The trade body for British manufacturers has hit back at ministers’ accusations that firms have relied for too long on cheap foreign labour, urging them to work in partnership with business instead of viewing it “as the enemy within”.

Make UK is calling on the government to recognise the challenges they are facing – including supply chain disruption and shortages of staff such as HGV drivers – rather than blaming them at a time when they are also facing soaring costs, including for energy and raw materials.

It is urging them to improve cooperation with industry to ensure companies can recover from Brexit and the pandemic, and enable firms to invest and grow over the next decade.

In an intervention ahead of the chancellor’s budget this month, and in a marked change in tone for the organisation, Make UK said the manufacturing sector felt government was not working with them in a “spirit of partnership”.

The organisation has urged the government to move on from Brexit, said Stephen Phipson, its chief executive. “Currently there is a feeling within industry that the government is still fighting the last war and sees business as the enemy within,” he said.

“Business has moved on and, government must do too, working in a spirit of partnership with industry to develop a longer term economic plan which has enterprise and wealth creation as the fundamental principle.

“Growth is the right solution to making the most of the opportunities ahead of us and getting the job done.”

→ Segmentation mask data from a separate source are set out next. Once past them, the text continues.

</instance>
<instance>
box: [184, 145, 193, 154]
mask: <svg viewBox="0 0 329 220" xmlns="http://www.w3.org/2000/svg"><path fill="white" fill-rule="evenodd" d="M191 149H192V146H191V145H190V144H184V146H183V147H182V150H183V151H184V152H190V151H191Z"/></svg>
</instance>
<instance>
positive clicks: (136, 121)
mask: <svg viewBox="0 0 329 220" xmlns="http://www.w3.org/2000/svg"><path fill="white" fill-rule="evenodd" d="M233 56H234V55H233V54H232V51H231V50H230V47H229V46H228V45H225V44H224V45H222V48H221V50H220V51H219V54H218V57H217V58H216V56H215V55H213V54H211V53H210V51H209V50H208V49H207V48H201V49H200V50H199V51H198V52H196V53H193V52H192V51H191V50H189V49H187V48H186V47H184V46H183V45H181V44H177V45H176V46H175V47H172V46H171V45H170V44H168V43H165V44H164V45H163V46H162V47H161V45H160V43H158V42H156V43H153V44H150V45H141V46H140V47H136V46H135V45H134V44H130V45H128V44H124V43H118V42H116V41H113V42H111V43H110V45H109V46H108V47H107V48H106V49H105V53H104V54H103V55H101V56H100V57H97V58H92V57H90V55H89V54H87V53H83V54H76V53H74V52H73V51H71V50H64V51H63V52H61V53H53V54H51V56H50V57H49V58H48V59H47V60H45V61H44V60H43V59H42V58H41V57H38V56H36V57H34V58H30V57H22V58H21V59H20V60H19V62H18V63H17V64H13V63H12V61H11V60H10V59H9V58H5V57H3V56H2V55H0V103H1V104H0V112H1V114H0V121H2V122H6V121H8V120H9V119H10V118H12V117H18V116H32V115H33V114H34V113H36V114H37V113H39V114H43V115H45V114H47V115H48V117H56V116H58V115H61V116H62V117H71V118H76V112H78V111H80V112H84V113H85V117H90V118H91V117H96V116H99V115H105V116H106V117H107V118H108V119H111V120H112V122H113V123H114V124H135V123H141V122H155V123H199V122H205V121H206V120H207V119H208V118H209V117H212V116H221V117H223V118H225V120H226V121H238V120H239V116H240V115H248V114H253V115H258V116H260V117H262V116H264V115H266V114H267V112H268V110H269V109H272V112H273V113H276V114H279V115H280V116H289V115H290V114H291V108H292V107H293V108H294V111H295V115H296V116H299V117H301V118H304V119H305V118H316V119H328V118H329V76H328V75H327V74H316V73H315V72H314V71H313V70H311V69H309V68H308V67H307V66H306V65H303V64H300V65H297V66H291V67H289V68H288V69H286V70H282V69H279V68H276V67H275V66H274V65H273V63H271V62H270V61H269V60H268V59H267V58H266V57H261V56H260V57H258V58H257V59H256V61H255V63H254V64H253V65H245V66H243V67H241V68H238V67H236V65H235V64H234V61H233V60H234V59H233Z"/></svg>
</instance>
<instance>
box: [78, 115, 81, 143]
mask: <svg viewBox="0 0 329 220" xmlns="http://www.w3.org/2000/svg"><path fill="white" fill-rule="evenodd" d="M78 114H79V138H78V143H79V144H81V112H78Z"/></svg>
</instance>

Phipson added: “To encourage the investment in technology and skills we need to help make this realistically happen, government must set out a long term vision for the economy that works with the grain of business to promote growth and wealth creation, not against it.”

In the face of government calls to invest in training more domestic workers, manufacturing businesses insist they do not rely on cheap labour, and that the high skill sector already pays more than the national average. Make UK found that almost half (47%) of companies planned to take on an apprentice this year.

The manufacturing sector is forecast to grow by 7% this year and just over 4% in 2022, but the trade body is warning that it will not bounce back to pre-pandemic levels if the government increases the tax burden on producers.

Companies are calling on Rishi Sunak to extend the superdeduction tax break – which allows large firms to offset 130% of investment spending on plant and machinery against profits – beyond March 2023.

They are asking government to alter the business rates system, so that plant and machinery are not included in calculations. They are also requesting more support, such as VAT relief, for smaller firms in the intensive or high-energy raw material supply chains.

A Treasury spokesperson said: “We’ve backed businesses throughout the pandemic through our £400bn package of support, including our Plan for Jobs, business rates relief, grants and loans – and it’s working, with GDP recovering quickly, unemployment falling and the number of people on payrolls back up to pre-pandemic levels.

“We’re continuing to support businesses including through the super deduction – the biggest two-year business tax cut in British history – and investment in infrastructure, skills and innovation.”